第51回 国酒の海外展開に思う
中国の知人が鹿児島に来た時、お湯割りをすすめてびっくりされたことがある。中国では小杯に少しの白酒を入れひといきに飲む。日本ではコップにお湯と焼酎をたっぷり入れ、時間をかけて飲む。中国の知人は一升瓶から豪快にコップに注がれる様子をみて驚いたのである。中国では高濃度の酒を好む。25度の焼酎を生で飲んでもまだ薄い。さらにこれを薄めて飲むのだから理解に苦しむのである。焼酎にとって中国は魅力ある市場ではあるが、現地の人に馴染んでもらうのは容易なことではない。焼酎が国際化するためには現地の食習慣に合わす必要があり、濃度や酒質の検討も避けられず、現状のままで通用するとは思われない。

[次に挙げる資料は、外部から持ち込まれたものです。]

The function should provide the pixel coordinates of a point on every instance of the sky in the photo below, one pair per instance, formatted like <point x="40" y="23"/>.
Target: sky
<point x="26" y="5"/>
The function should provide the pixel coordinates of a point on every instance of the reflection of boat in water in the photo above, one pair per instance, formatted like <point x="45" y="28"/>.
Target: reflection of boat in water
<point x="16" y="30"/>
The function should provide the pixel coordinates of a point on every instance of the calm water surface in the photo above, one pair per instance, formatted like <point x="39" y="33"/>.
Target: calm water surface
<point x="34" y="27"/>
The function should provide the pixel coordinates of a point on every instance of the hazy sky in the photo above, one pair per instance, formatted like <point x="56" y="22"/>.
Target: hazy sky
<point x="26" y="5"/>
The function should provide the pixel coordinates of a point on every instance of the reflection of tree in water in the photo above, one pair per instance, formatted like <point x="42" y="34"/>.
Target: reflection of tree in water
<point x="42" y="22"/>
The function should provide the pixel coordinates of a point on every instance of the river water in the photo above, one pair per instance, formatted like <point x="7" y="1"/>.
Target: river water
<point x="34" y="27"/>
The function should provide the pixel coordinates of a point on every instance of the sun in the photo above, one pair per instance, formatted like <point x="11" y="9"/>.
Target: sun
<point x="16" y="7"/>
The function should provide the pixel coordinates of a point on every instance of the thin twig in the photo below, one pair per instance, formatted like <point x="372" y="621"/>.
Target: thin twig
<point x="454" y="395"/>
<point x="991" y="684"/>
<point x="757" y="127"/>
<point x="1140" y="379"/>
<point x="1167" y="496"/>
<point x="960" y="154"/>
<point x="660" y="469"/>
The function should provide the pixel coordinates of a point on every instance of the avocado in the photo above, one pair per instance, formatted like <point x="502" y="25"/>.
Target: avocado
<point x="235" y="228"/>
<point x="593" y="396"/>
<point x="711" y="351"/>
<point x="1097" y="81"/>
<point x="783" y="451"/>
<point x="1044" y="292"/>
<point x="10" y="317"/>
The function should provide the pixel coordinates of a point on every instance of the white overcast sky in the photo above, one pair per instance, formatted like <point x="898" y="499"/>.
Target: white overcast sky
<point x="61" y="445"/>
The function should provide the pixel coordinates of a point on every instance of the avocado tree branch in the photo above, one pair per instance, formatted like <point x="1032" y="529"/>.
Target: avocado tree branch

「ENJOY JAPANESE SAKE」という日本の酒の海外展開を図ろうという国家プロジェクトが始動し、海外試飲会の報道をよく目にするようになった。日本の酒に親しんでもらおうという試みは大切なことである。だが、国を挙げて国酒の輸出促進を図ろうとする姿勢はかつてのWTO(世界貿易機関)の酒税紛争を思い起こさせる。あの紛争はスコッチウィスキーの輸出不振で外貨獲得に悩む英国政府とSWA(スコッチウィスキー協会)が仕掛けたものだった。現在スコッチの輸出金額は6,500億円に上る。日本の清酒や本格焼酎が5,000億円市場なので、清酒の市場に匹敵する金額を輸出で稼いでいることになる。これに対し輸出好調といわれる清酒は115億円程度、本格焼酎にいたっては17億円程度にすぎない。これを見ると海外展開を図ろうという気にもなるが、実はスコッチは英国国内ではあまり飲まれていない。輸出で稼ぐか、国内で稼ぐかの違いである。国内で稼げなくなって海外展開を図ろうとするのは本末転倒と思える。国酒が国酒であるのは国内需要に支えられているからこそである。海外展開の陰で、依って立つ基盤の大切さに対する意識がぼやけてしまうことがあってはならない。